Extremsport
Bergerin erstürmt die Zugspitze

Anika Harrer aus dem Landkreis Neumarkt gewinnt beim Zugspitz Trailrun. Sie bezwingt den Gipfel als Schnellste – zweimal.

31.07.2017 | Stand 16.09.2023, 6:22 Uhr
Anika Harrer bezwang die Zugspitze beim Berglauf in beeindruckenden 2:50 Stunden. −Foto: Alexander Mersdorf

Mit eigener Muskelkraft auf Deutschlands höchsten Berggipfel zu steigen, ist eine anspruchsvolle Herausforderung. Wer sich dieses 2962 Meter hohe Ziel gesteckt hat, sollte besser körperlich und mental in Schuss sein. Gewöhnliche Bergsteiger benötigen bis zu neun Stunden, um das Gipfelkreuz der Zugspitze zu erklimmen.

Anika Harrer aus Berg ist keine klassische Bergsteigerin und gewöhnlich ist die 27-Jährige schon gar nicht. Harrer ist passionierte Bergläuferin. Sieht sie einen Berg, muss sie hinauf – so schnell wie möglich.
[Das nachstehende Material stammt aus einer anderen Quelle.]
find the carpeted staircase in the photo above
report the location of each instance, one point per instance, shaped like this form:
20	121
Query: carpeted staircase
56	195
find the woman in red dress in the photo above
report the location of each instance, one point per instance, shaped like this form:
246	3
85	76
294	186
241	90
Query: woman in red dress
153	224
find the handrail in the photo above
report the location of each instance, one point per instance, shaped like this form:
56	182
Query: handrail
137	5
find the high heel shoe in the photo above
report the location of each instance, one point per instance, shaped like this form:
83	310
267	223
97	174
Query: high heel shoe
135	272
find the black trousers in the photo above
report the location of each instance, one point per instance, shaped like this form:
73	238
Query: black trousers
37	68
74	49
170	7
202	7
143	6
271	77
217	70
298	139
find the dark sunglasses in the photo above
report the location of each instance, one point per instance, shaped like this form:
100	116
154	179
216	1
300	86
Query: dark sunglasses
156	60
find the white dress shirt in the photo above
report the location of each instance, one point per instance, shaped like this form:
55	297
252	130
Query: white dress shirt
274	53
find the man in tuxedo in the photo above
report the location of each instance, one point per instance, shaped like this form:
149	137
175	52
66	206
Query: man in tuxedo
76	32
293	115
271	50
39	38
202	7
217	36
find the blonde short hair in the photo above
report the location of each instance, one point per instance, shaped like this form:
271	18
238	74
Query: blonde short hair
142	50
Zuletzt war ihr keineswegs gefahrenlos zu erreichender Sehnsuchtsort der höchste Punkt im Lande, die majestätische Zugspitze. Beim vierten Zugspitz Trailrun Challenge in Ehrwald (Österreich) reihte sie sich ein ins internationale Starterfeld der Extremläufer – und spurtete in der Frauenkonkurrenz allen davon.

Beim Berglauf, der über die Strecke des ehemaligen und berüchtigten Zugspitz-Extremberglaufs führte, bewältigte sie die knallharten 15,8 Kilometer und 2127 Höhenmeter in aberwitzigen 2:50 Stunden: Die absolute Bestzeit, die ihr den Sieg einbrachte.

„Ich konnte es im Ziel gar nicht fassen, was da gerade geschehen war. Es war für mich ein überwältigendes Gefühl, das Ding gewonnen zu haben“, erzählt Harrer, die auch Tage nach ihrem rasanten Gipfelsturm „immer noch ganz geflasht ist“ und emotional auf einer Wolke schwebt, wie sie sagt.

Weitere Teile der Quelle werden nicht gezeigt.